Tyrell Cuffy

Personal information
- Nationality: Cayman Islands
- Born: 6 September 1988 (age 37) Trinidad and Tobago

Sport
- Sport: Running
- Event(s): 100 metres, 200 metres

Achievements and titles
- Personal best(s): 100 m: 10.33 (Edwardsville 2008) 200 m: 20.83 (Cali 2008)

Medal record
Men's athletics
Representing the Cayman Islands
NACAC Under-23 Championships
| Bronze medal – third place | 2008 Toluca | 4×100 m relay |
Pan American Junior Championships
| Silver medal – second place | 2007 São Paulo | 200 m |
CAC Junior Championships
| Bronze medal – third place | 2006 Port of Spain | 4×100 m relay |
Island Games
| Gold medal – first place | 2015 Jersey | 100m |
| Gold medal – first place | 2015 Jersey | 200m |

= Tyrell Cuffy =

Caymanian sprinter

Tyrell Cuffy (born 6 September 1988) is a Caymanian sprinter.
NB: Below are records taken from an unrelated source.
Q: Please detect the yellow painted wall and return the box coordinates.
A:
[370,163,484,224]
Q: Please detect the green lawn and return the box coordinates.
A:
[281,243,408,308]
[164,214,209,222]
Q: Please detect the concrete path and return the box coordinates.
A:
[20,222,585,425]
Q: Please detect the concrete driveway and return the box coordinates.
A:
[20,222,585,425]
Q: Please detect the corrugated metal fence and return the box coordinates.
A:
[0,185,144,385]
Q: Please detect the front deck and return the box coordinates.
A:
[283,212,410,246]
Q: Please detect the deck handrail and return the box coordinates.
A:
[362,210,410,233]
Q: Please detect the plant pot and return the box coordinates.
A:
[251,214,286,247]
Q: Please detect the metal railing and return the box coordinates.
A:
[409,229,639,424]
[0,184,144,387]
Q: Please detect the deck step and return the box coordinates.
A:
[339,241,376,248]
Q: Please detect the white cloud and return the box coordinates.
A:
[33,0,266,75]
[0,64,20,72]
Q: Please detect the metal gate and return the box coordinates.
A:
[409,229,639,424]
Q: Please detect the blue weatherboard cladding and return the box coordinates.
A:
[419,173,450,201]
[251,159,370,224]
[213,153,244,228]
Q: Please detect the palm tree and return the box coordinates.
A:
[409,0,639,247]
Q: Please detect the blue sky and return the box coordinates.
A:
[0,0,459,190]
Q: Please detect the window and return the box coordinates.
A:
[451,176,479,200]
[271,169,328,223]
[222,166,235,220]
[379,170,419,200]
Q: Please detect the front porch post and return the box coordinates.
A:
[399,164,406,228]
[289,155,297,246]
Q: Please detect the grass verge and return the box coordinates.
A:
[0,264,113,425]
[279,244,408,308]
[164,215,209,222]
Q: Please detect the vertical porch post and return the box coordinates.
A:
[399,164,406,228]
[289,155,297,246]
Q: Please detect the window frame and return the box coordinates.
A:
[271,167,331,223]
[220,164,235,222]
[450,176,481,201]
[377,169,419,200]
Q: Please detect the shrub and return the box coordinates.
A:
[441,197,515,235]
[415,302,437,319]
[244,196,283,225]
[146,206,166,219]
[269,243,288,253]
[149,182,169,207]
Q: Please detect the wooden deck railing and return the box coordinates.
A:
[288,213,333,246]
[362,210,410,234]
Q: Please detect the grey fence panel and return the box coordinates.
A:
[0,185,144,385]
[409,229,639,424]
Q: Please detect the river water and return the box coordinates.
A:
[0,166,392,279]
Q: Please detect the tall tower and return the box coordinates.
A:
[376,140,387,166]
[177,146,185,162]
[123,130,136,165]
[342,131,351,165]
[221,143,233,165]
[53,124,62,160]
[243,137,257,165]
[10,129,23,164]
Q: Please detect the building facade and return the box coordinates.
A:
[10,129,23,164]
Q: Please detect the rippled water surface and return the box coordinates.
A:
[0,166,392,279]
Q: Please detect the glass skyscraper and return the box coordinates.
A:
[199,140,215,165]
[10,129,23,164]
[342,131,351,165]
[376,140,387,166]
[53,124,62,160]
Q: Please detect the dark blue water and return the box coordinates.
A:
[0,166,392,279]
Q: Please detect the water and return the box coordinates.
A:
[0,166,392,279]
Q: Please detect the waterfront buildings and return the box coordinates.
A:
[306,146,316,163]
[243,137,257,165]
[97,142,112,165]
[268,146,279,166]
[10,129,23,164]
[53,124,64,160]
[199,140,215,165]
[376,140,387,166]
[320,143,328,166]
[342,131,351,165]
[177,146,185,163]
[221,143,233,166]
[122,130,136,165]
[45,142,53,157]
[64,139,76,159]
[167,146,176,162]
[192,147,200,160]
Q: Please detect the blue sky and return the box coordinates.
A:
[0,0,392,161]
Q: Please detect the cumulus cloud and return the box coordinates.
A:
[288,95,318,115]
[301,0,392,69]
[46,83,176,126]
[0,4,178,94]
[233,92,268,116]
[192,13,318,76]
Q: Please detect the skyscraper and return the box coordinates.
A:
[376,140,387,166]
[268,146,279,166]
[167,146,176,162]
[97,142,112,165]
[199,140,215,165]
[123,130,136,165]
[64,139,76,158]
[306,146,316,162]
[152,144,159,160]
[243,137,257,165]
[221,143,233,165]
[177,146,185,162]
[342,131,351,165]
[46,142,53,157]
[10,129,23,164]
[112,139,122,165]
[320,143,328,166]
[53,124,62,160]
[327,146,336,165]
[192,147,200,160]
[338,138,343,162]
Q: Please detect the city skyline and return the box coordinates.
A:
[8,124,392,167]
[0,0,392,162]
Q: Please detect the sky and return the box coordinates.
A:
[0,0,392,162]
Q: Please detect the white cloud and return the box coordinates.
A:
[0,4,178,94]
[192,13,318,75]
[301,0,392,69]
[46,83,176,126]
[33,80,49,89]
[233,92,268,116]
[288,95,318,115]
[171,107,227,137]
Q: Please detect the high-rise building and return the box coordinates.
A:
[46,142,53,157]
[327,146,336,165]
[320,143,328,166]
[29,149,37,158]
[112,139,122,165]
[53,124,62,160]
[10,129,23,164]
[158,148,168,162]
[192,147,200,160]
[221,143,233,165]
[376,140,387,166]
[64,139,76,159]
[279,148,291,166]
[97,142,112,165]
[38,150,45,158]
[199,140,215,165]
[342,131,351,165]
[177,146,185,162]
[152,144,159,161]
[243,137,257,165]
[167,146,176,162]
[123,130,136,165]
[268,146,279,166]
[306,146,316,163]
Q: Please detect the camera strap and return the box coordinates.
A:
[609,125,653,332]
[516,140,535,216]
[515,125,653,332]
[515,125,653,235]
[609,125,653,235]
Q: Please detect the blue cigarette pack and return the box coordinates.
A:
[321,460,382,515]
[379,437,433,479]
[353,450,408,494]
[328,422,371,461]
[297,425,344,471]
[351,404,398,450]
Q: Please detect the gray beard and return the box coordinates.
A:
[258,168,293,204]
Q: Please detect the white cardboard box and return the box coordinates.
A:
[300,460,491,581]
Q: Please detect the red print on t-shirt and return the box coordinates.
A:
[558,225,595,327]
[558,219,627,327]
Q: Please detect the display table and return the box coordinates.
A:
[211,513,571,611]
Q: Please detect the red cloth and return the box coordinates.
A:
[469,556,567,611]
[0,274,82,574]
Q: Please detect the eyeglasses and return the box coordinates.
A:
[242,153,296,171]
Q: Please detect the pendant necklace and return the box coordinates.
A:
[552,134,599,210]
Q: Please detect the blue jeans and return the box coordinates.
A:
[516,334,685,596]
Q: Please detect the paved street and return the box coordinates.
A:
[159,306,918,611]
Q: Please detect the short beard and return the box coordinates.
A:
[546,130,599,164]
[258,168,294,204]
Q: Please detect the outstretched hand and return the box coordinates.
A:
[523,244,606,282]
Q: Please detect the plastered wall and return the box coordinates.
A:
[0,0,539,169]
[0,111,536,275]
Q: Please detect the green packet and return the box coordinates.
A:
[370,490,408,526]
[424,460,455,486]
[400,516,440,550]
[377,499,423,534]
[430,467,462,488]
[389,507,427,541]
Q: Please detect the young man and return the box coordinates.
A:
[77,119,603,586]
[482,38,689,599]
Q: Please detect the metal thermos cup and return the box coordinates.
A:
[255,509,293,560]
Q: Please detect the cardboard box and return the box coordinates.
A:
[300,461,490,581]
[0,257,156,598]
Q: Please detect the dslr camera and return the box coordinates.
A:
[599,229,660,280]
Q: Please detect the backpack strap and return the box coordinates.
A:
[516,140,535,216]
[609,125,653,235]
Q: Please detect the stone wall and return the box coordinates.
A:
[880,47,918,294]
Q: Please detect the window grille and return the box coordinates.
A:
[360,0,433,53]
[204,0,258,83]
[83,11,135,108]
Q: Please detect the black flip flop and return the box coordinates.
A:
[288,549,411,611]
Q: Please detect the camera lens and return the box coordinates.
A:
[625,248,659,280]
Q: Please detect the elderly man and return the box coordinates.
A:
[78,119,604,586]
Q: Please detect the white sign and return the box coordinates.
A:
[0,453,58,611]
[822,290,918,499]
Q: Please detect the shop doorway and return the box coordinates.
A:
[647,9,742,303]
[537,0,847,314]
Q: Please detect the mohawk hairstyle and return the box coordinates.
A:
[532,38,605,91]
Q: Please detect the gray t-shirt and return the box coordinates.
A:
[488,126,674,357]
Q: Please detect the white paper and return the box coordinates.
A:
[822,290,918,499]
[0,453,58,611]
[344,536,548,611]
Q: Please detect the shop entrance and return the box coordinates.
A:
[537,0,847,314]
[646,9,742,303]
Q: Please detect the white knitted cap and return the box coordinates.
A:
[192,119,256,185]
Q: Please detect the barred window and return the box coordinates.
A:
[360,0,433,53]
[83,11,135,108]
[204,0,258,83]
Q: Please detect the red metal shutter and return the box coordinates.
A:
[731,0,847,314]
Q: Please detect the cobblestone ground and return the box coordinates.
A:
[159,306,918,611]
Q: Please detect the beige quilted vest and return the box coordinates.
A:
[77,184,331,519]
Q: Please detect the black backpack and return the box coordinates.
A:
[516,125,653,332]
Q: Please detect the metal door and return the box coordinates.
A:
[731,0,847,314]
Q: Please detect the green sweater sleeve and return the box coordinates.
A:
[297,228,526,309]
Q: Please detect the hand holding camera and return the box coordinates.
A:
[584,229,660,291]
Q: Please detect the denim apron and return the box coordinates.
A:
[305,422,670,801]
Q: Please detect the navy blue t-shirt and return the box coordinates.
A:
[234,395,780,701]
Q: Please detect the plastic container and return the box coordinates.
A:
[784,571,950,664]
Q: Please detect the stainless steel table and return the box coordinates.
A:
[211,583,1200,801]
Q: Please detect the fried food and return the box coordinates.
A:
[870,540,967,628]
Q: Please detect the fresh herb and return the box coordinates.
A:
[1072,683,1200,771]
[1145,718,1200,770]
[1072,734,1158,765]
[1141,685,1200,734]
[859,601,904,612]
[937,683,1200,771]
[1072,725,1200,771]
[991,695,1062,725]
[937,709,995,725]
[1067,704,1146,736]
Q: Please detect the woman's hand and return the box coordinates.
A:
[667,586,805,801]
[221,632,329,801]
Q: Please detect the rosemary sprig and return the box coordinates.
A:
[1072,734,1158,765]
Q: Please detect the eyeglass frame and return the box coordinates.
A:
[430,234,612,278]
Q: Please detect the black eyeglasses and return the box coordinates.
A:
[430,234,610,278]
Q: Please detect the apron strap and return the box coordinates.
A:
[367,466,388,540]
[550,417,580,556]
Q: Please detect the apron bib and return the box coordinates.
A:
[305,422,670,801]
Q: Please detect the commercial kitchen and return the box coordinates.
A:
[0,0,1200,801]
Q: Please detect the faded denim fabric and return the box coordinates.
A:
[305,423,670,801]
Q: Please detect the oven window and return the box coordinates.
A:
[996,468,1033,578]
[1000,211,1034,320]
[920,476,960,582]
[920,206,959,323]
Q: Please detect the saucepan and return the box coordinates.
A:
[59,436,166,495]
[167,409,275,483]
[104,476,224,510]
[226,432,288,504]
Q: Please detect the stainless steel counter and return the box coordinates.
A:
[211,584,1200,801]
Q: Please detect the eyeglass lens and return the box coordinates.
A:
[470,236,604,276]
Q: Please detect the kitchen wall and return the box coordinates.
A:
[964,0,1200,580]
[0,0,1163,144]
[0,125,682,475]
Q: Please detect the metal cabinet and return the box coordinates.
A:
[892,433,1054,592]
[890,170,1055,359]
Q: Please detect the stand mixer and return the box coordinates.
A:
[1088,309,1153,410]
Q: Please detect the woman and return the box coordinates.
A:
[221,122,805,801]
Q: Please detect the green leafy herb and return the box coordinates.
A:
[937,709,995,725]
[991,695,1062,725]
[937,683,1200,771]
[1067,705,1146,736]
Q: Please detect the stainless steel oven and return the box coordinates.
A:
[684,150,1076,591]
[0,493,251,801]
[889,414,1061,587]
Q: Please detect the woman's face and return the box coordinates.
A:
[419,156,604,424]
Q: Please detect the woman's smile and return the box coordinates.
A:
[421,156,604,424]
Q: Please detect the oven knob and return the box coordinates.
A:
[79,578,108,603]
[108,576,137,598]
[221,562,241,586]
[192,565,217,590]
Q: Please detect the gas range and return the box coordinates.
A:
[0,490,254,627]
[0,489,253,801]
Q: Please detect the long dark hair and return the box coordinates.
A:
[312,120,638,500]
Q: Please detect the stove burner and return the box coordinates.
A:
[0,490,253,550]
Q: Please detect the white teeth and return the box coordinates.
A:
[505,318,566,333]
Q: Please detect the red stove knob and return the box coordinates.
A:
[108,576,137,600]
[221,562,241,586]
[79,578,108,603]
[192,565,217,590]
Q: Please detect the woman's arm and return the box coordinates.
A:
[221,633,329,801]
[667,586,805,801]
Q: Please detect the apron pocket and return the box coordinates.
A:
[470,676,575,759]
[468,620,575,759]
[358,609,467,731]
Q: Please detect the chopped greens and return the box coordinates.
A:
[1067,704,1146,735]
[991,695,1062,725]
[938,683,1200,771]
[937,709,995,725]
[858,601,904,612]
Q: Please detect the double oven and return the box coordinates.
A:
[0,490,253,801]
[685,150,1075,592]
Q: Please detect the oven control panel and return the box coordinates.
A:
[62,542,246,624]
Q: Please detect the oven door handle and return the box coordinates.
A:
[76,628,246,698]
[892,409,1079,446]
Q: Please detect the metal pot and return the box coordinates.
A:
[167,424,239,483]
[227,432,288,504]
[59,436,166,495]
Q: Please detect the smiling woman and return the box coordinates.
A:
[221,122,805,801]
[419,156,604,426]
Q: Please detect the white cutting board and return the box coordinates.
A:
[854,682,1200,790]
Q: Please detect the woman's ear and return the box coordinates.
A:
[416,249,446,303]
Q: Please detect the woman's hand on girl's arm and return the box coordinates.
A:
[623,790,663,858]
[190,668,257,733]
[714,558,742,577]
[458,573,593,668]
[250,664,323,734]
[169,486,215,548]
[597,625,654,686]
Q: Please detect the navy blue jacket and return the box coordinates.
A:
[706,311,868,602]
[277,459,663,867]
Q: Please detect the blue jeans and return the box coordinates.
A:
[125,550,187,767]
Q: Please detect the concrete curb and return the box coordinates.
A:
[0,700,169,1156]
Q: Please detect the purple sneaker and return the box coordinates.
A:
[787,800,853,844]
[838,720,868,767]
Born in Trinidad and Tobago, Cuffy moved to the Caymans at a young age, and attended John Gray High School in George Town. He then studied at King College (in Bristol, Tennessee) on an athletic scholarship, winning both the 100 and 200-metre events at the 2008 NAIA National Track Championships. Cuffy had earlier won a silver medal in the 200 metres at the 2007 Pan American Junior Athletics Championships. He has since competed for the Caymans in a number of international events and meets, notably winning two gold medals (in the 100 and 200 metres) at the 2015 Island Games.

In his youth, Cuffy also represented the national under-19 cricket team, including at the 2005 ICC Americas Under-19 Championship. His father, Theo Cuffy, played first-class cricket in Trinidad and Tobago, and came to the Cayman Islands to coach the sport.